Step 1: Clone the template repository

  1. Go to the template repo hyper-commerce.

  2. Clone the repo by clicking Use this template in the upper-right corner and selecting Create new repo. This clones the code into your own GitHub repository

  3. Visit the Hypermode website and sign up with your GitHub, Google, or email address. Once signed in, you'll see your Hypermode projects dashboard.

  4. In the Hypermode console, click New Project.

  5. Select Import a GitHub Repo.

    Selecting 'import a GitHub repo' from the dropdown.
  6. Choose the repo you just created.

    Selecting the repo we want to import.
  7. Click “Deploy” to finish creating your project.

  8. Once deployed, your functions and collections are visible in the Hypermode console.

Step 2: Seeding your data

  1. Make your first commit to the repo to trigger a deployment.

  2. Ensure you have Python installed on your machine. You can verify this by running python --version or python3 --version in your terminal.

  3. The template includes a script at /backend/extras/ecommerce_populate.py to seed your data, as well as sample data located in /backend/extras/hyper_toys.csv.

  4. If you want to use your own data, replace the content of the sample CSV (hyper_toys.csv) with your own data. Make sure the headers in your CSV match the following headers: Uniq Id,Product Name,Category,Selling Price,About Product,Image,Num Stars,In Stock

  5. Install the required dependencies by running the following command in your project directory:

    pip install -r requirements.txt
  6. Edit the ecommerce_populate.py file to include your endpoint and API key, which you can find in your Hypermode dashboard.

  7. Run the script to seed the data into your project:

    python3 ecommerce_populate.py
  8. The script batch inserts the data and displays the time taken for each operation. Inserting the full dataset (10,000 rows) may take around 18 minutes.
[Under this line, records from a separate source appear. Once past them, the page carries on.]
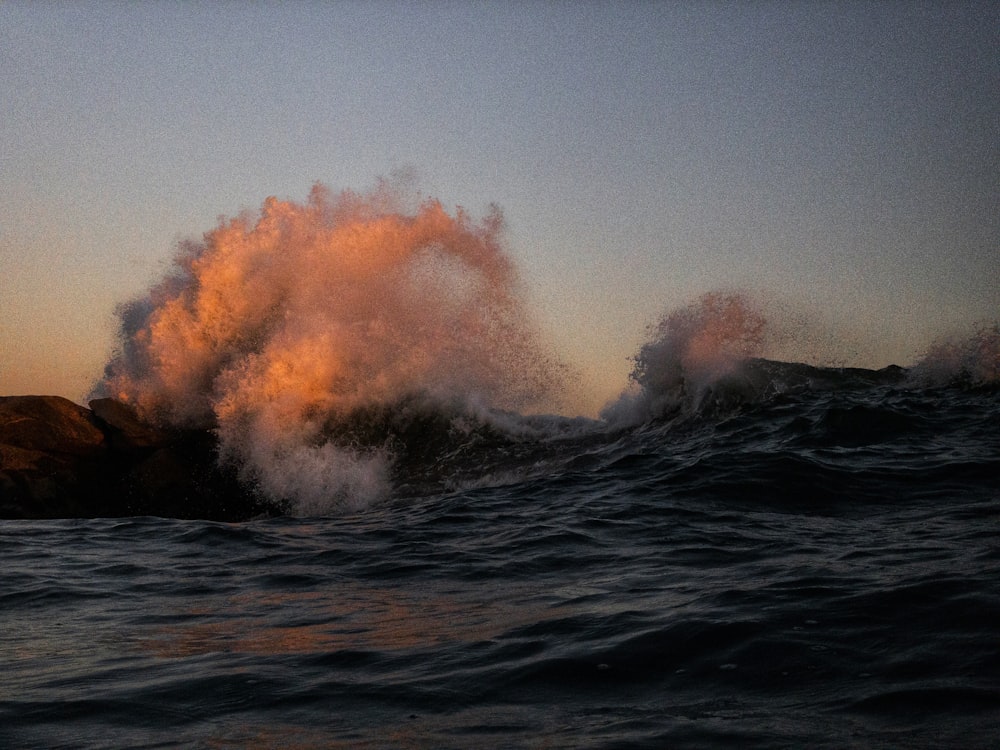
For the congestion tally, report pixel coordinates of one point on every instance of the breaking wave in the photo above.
(355, 345)
(280, 324)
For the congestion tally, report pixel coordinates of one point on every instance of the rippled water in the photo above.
(821, 570)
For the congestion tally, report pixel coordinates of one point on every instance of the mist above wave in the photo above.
(352, 343)
(279, 322)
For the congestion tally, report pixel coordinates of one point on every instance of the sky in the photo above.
(841, 160)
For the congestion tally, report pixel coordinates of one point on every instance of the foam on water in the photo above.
(341, 342)
(278, 323)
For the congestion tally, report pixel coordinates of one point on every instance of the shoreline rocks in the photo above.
(61, 460)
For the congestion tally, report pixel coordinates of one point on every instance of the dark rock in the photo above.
(125, 430)
(60, 460)
(51, 424)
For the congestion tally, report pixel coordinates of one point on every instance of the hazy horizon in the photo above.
(839, 161)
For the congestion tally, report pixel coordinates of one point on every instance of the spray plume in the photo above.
(691, 349)
(278, 324)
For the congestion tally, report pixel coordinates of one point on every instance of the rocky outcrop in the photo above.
(60, 460)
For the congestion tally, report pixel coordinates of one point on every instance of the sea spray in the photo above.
(690, 350)
(278, 325)
(971, 360)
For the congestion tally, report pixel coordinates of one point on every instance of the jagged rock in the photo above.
(60, 460)
(125, 430)
(51, 424)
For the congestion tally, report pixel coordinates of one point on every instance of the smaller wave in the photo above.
(968, 361)
(691, 350)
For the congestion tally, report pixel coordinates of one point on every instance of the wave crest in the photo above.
(691, 350)
(276, 321)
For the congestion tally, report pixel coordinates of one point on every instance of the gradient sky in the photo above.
(842, 158)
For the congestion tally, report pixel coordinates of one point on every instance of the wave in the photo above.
(353, 346)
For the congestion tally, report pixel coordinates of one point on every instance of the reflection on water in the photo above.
(355, 618)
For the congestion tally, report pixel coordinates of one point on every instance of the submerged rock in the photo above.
(61, 460)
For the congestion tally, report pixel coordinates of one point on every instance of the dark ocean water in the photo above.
(819, 568)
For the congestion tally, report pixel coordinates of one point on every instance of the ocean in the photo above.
(815, 565)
If you want to test with a smaller dataset, feel free to reduce the size of the CSV.

Step 3: Customizing your functions

You can modify the template to suit your needs by customizing the functions in the /backend/functions/assembly directory.
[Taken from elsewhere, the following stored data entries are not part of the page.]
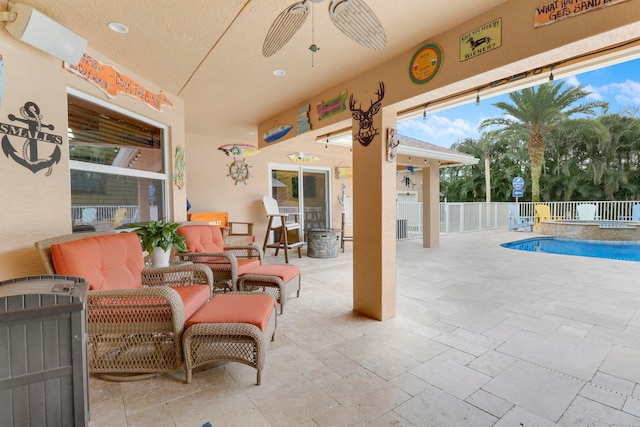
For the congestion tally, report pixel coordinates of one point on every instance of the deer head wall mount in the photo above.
(367, 131)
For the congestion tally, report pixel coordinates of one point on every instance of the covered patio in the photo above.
(505, 338)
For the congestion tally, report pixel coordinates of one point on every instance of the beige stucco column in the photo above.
(374, 209)
(431, 204)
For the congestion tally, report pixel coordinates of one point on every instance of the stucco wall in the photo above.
(34, 206)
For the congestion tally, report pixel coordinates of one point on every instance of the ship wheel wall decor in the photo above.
(239, 171)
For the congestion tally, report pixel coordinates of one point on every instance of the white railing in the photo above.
(96, 213)
(464, 217)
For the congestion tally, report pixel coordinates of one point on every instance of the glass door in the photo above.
(303, 191)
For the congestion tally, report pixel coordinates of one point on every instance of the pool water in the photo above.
(625, 251)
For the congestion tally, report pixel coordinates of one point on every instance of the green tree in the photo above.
(533, 113)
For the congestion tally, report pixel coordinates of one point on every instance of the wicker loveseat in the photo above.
(136, 315)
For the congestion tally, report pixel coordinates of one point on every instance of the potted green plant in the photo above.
(158, 238)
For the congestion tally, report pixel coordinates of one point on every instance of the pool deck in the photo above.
(483, 336)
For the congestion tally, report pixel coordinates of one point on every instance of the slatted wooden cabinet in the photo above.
(43, 352)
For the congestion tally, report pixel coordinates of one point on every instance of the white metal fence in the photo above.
(464, 217)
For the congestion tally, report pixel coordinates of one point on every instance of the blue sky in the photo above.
(619, 85)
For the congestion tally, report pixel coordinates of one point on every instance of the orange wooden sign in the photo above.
(557, 10)
(111, 82)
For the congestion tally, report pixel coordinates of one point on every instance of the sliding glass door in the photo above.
(303, 191)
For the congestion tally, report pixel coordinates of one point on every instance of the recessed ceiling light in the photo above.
(118, 27)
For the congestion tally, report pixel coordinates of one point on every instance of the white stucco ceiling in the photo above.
(209, 52)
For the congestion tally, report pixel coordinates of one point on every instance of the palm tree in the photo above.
(534, 112)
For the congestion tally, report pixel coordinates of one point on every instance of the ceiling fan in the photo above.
(353, 17)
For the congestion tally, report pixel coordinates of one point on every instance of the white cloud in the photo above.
(627, 93)
(595, 93)
(437, 129)
(572, 81)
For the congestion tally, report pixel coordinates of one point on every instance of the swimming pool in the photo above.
(625, 251)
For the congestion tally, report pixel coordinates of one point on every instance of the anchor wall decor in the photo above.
(31, 136)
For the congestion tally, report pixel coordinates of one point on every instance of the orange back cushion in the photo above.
(202, 238)
(112, 261)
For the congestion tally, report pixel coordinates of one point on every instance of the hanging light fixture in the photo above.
(301, 157)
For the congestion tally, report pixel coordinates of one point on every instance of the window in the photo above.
(117, 162)
(306, 190)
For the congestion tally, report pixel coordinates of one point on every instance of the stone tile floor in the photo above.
(484, 336)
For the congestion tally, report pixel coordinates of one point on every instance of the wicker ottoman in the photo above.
(274, 279)
(231, 327)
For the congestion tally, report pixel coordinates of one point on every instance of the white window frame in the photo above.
(115, 170)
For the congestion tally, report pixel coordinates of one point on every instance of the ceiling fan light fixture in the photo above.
(352, 17)
(299, 9)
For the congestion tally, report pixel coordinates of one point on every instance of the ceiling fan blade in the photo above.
(358, 22)
(284, 27)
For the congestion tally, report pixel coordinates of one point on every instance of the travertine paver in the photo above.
(483, 336)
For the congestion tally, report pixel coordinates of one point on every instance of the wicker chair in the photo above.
(137, 333)
(205, 245)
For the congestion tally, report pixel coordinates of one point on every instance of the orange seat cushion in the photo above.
(193, 297)
(202, 238)
(112, 261)
(284, 272)
(244, 265)
(252, 309)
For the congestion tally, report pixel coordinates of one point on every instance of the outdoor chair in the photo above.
(586, 212)
(516, 221)
(347, 221)
(205, 245)
(136, 315)
(278, 222)
(234, 232)
(543, 213)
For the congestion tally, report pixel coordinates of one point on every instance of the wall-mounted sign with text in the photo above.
(557, 10)
(426, 63)
(112, 82)
(481, 40)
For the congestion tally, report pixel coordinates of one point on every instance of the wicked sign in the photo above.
(28, 132)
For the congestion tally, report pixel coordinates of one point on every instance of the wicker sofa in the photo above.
(136, 315)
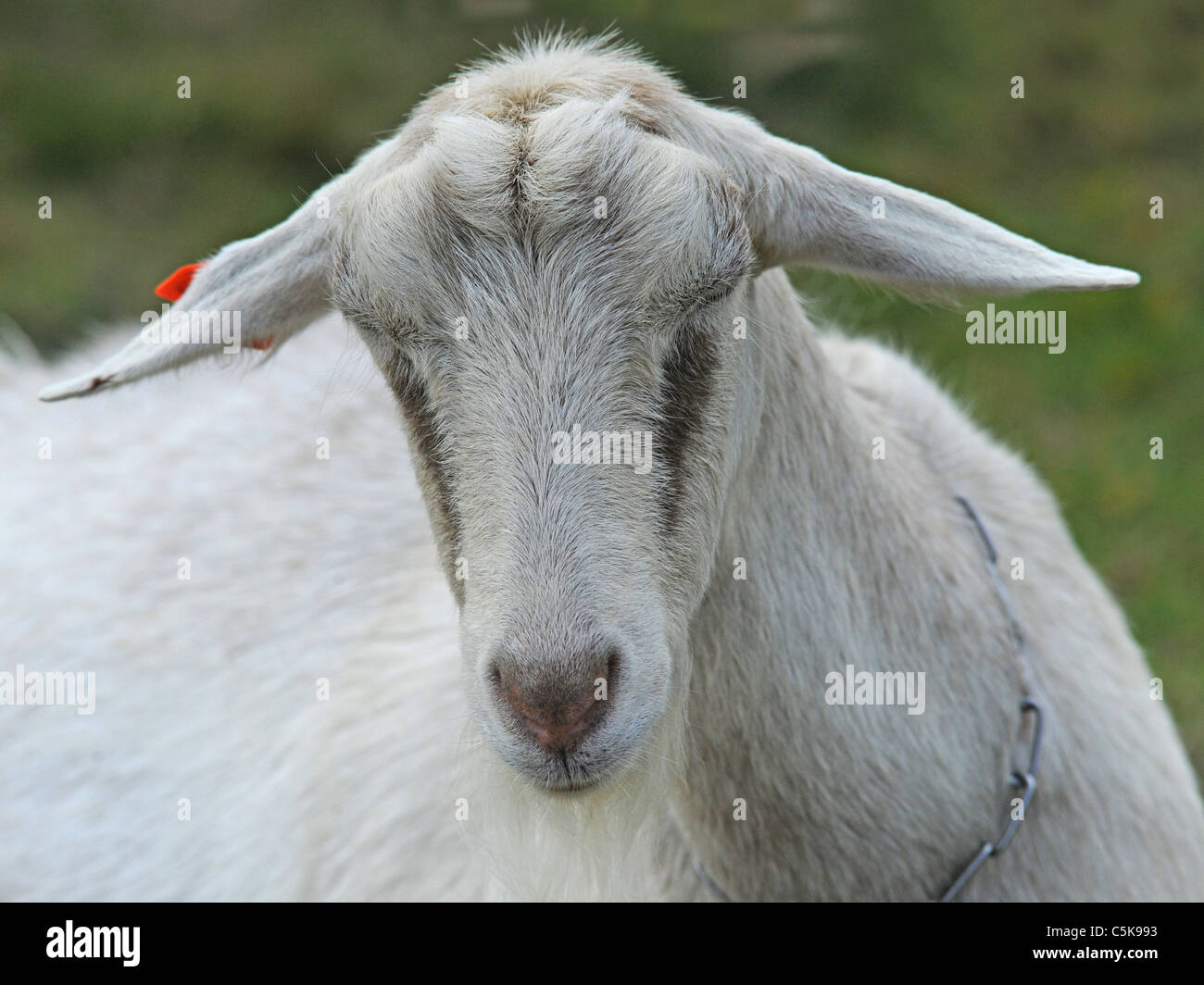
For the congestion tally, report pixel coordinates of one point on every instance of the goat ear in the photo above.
(806, 209)
(277, 283)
Example: Customizing product rankings

If you'd like to rank products based solely on their star rating, without considering whether they're in stock, follow these steps:

  1. Go to the search.ts file and locate the reRankAndFilterSearchResultObjects function.
  2. Modify the function to only rank based on the star rating, like this:
function reRankAndFilterSearchResultObjects(
  objs: collections.CollectionSearchResultObject[],
  thresholdStars: f32,
): collections.CollectionSearchResultObject[] {
  for (let i = 0; i < objs.length; i++) {
    const starRes = collections.getText(
      consts.productStarCollection,
      objs[i].key,
    )
    const stars = parseFloat(starRes)

    objs[i].score *= stars * 0.1
  }

  objs.sort((a, b) => (a.score < b.score ? -1 : a.score > b.score ? 1 : 0))

  const filteredResults: collections.CollectionSearchResultObject[] = []
  for (let i = 0; i < objs.length; i++) {
    const starRes = collections.getText(
      consts.productStarCollection,
      objs[i].key,
    )
    const stars = parseFloat(starRes)
    if (stars >= thresholdStars) {
      filteredResults.push(objs[i])
    }
  }

  return filteredResults
}

Deploying the change

  1. Once you’ve updated the function, commit the changes to your repo.
  2. Any commit to the main branch automatically triggers a Hypermode deployment.
  3. After deployment, when you query the searchProducts endpoint again, it ranks products solely based on their star rating.
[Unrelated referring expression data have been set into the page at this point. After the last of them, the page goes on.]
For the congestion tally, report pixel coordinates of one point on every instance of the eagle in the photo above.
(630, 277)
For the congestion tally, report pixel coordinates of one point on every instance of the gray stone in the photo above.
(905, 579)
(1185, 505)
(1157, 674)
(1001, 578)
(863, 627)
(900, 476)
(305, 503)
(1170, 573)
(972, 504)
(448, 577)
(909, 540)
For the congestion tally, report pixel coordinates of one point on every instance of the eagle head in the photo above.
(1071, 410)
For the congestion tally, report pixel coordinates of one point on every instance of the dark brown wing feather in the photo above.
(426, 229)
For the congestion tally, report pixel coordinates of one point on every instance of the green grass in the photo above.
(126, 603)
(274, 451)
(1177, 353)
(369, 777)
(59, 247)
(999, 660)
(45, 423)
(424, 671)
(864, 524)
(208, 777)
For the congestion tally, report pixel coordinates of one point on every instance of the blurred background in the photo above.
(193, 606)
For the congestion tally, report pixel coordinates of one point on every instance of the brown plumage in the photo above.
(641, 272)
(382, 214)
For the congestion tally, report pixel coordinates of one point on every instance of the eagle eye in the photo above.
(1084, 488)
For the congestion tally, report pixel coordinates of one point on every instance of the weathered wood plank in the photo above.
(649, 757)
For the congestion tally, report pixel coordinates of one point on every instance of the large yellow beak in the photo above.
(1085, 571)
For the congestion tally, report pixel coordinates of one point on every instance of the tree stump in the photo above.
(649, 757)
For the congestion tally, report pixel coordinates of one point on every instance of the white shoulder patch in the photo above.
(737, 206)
Step 4: Testing your functions

Once you’ve made changes to your backend functions and deployed them to Hypermode, it's time to test the updates.

Test in the console IDE

In the Hypermode console, navigate to the Query tab to test your modified functions directly. Run queries similar to the ones you used earlier to see how the changes impact the results.

Run the frontend locally

The repo you cloned includes a frontend. Move into the frontend directory and add the following values to your .env.local file:

HYPERMODE_API_TOKEN = YOUR_API_TOKEN
HYPERMODE_API_ENDPOINT = YOUR_API_ENDPOINT

Note: Both of these values are available in the Hypermode console

Next, just run the command npm run dev in your terminal to run the app locally. Now you can test the changes you made to your backend functions.